NASHVILLE – Legislation backed by the cable television industry and their lobbyists amounts to a $13 million subsidy that will ultimately end up on the electric bills of hundreds of thousands of Tennesseans, a state utility leader said today.

“The cable companies want, in essence, a $13 million subsidy that is paid to them by the electric ratepayers of Tennessee,” said David Callis, executive vice president and general manager of Tennessee Electric Cooperative Association.

At issue is the cost cable companies pay electric utilities to attach cable wires to power poles. This “pole attachment rate” is a negotiated contract between electric cooperative and municipal power provides and the cable companies. In Tennessee, the average pole attachment rate is $14 a pole per year for rural electric cooperatives and $18 per pole per year for municipal utilities.

Pole attachment rates cover the cost of installing and maintaining a power pole.

Electric cooperatives and municipal utilities are instead supporting a compromise bill that would preserve their right to negotiate agreements and would maintain local control of these important decisions.

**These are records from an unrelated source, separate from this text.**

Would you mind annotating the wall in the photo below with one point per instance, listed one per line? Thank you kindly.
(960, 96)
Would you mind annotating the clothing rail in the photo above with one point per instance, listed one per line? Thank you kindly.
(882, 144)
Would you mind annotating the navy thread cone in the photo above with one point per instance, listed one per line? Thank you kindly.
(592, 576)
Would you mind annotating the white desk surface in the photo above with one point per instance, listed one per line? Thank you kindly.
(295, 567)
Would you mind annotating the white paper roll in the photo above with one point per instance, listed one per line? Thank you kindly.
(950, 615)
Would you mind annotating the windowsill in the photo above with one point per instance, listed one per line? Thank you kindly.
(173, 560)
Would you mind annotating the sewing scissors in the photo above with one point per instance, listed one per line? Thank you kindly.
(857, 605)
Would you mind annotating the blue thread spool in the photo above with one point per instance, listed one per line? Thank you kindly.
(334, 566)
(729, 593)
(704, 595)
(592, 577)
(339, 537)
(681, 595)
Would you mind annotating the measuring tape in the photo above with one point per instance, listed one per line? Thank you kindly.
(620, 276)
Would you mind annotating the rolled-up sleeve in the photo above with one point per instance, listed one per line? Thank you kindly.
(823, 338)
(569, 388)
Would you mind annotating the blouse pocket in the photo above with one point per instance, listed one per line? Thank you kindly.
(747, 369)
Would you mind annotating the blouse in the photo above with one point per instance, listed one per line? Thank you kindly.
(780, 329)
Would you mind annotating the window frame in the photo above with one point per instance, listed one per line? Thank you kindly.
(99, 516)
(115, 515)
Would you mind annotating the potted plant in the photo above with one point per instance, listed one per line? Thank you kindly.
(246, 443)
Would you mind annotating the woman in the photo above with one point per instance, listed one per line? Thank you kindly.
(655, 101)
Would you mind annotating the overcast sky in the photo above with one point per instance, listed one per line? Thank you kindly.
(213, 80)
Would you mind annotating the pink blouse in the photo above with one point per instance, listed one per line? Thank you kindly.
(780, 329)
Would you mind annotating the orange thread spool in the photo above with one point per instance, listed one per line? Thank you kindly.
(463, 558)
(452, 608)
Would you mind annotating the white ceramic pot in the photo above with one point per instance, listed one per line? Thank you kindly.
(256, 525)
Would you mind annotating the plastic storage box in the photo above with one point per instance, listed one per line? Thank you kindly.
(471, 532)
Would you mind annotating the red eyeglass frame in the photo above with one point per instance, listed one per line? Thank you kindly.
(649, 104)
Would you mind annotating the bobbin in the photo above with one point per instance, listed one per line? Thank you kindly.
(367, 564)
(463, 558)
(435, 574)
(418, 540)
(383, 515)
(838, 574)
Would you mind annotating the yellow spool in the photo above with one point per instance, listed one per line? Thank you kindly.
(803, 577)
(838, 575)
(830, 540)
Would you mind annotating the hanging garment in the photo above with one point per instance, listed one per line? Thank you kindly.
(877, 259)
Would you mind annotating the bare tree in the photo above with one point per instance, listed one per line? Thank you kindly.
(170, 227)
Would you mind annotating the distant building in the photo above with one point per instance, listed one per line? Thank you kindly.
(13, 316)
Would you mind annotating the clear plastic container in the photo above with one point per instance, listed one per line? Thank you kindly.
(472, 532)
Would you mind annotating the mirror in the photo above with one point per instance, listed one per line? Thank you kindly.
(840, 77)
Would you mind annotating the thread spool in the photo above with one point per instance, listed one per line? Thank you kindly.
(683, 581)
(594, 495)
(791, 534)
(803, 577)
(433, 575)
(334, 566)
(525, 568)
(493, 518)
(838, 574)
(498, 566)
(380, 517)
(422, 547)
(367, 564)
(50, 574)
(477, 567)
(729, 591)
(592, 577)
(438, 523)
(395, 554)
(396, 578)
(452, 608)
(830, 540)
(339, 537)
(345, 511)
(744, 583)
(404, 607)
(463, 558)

“We think this compromise is fair. Most important, it protects the electric ratepayers of Tennessee from a hidden subsidy of the cable industry,” Callis said. “Our legislation continues the long tradition of local control and it offers a clearly defined dispute resolution process.”

The compromise legislation, Senate Bill 1222 and House Bill 1111, is sponsored by state Sen. Bo Watson and Rep. Jimmy Matlock.

Cable companies are pushing hard for legislation that would remove the authority of each utility’s local board of directors to set the rate, placing it instead in the hands of the state government. Additionally, the cable-backed legislation would require the state to consider an artificially low rate of $7 that was originally set by the Federal government 35 years ago as a subsidy to the then-fledgling cable industry.

“It is hard to argue that a media giant like Comcast, which has spent over $30 billion in the past few years to acquire NBC, is still a mom and pop business worthy of government protection,” said Callis.

“Cable lobbyists are using automated phone calls to claim that this compromise would stop people in rural areas from getting service, which may be one of the more disingenuous smokescreens I have seen in my career,” said Callis. “Since 2008, the law says a cable company can get 50% off their pole attachment rate if they provide service to an unserved area.  We are still waiting on the first request.”

The Tennessee Electric Cooperative Association is a trade association representing the interests of Tennessee’s 23 rural and suburban, not-for-profit electric distribution cooperatives and the 1.1 million members they serve.